Applied ARDL model step by step.

Share:

Hello friends,

In this post, I will describe how to apply all the ARDL methodology for free. By free, I mean that we will use not paid software to perform the ARDL methodology. More precisely, we will combine R with Microfit 5.5. As I always mention, if you are not proficient in R, I have all codes commented in order for you to understand everything. To perform the ARDL methodology, we will use the ARDL package which is, in my opinion, the most complete R package to apply ARDL. It is important to stress that here we will not go through the details and/or arguments of all the functions in the ARDL packages. Our main purpose is to describe all the steps you can follow for a complete ARDL analysis. In case you require details about the ARDL package, you can read the help file of the package. Finally, here I assume that you have basic previous knowledge of the theory and the estimation of ARDL models.

Here we will use economic time series for Cuba going from 1920 to 1957. We can download the data here. Concretely, we will use gross domestic product (gdp, in the csv file), energy consumption per capita (energy) and length of the train lines (train). We will include a dummy for the Great Depression (crisis29 in the csv).

Then, so to speak, we want to determine if the infrastructure (proxied by the train lines), the energy consumption and the Cuban economic growth follow a common trend in the long-run. In addition, we want to know if there is long-run causality running from “energy” and “train” to “gdp”. Here we will not show and comment any results. We do it in two YouTuBe videos. One in English and the other in Spanish. We can advance that we investigate this during the period 1959-2000 in some preliminary analysis and we did not obtain cointegration. Therefore, the energy consumption and the length of the train lines did not have any long-run nexus with the economic growth of the Cuba during the communist period.

Before starting any econometric analysis, you should ensure that there is no feedback from the dependent variable to any regressor. This means that if theory indicates a strong bidirectional causality between your dependent variable and any regressor, you are better off choosing other methodology because this no feedback requirement is crucial for ARDL methodology. For, example, energy consumption can boost economic growth, but it is very possible that economic growth can drive energy consumption. Therefore, ARDL maybe not be a good choice in our case, but we are here just demonstrating ARDL methodology.

Once the no feedback condition is verified, the ARDL methodology starts by applying unit root tests to ensure that the dependent variable is I(1) and the regressors are at most I(1) because they may be I(0) as well. I have posted about unit root testing with breaks here, to ensure the no autocorrelation assumption in the ADF test here, and the Elder and Kennedy strategy when applying unit root tests here.

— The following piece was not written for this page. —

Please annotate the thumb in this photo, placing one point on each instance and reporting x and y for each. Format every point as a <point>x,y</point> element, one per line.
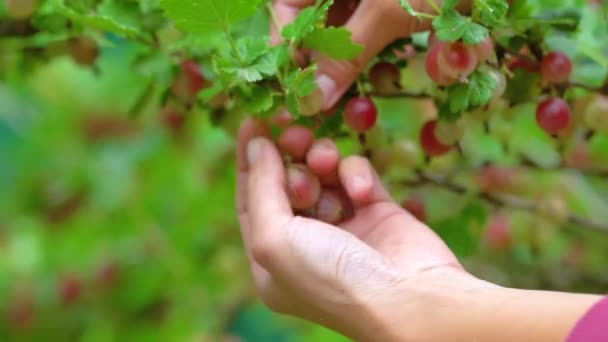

When applying ARLD methodology, as a first step, we would proceed to the optimal lag selection which will give us the best combinations of lags of the variables in the ARDL models. Because we have relatively short series, we will consider up to 5 lags for the best model selection.

AIC_selection <- auto_ardl(data = cuba_ardl, max_order = 5, selection = "AIC",
formula = gdp ~ energy + train | crisis29,
selection_minmax = "min", search_type = "horizontal",
start = 1920, end = 1957, grid = TRUE)

After the selection of the best combination of lags, we proceed to estimate our first ARDL model using the best combination of lags (AIC_selection$best_order in the following line of code)

ardl_model<- ardl(data = cuba_ardl, order = AIC_selection$best_order,
formula = gdp ~ energy + train | crisis29, start = 1920, end = 1957)
summary(ardl_model)

Now we proceed to perform the analysis of the residuals of this model. The following lines of codes are to apply the Breusch Godfrey autocorrelation test. The “n” is up to which order you want to analyze autocorrelation. This means, if n = 2 (as we do in the next line of code), we are investigating the existence of first and second order autocorrelation.

n <- 2
for (i in 1:n){
godfrey<-bgtest(ardl_model, order = i, type = "Chisq")
print(godfrey)
}

The following line is to apply the Breusch-Pagan homoskedasticity test

print(bptest(ardl_model, studentize = TRUE))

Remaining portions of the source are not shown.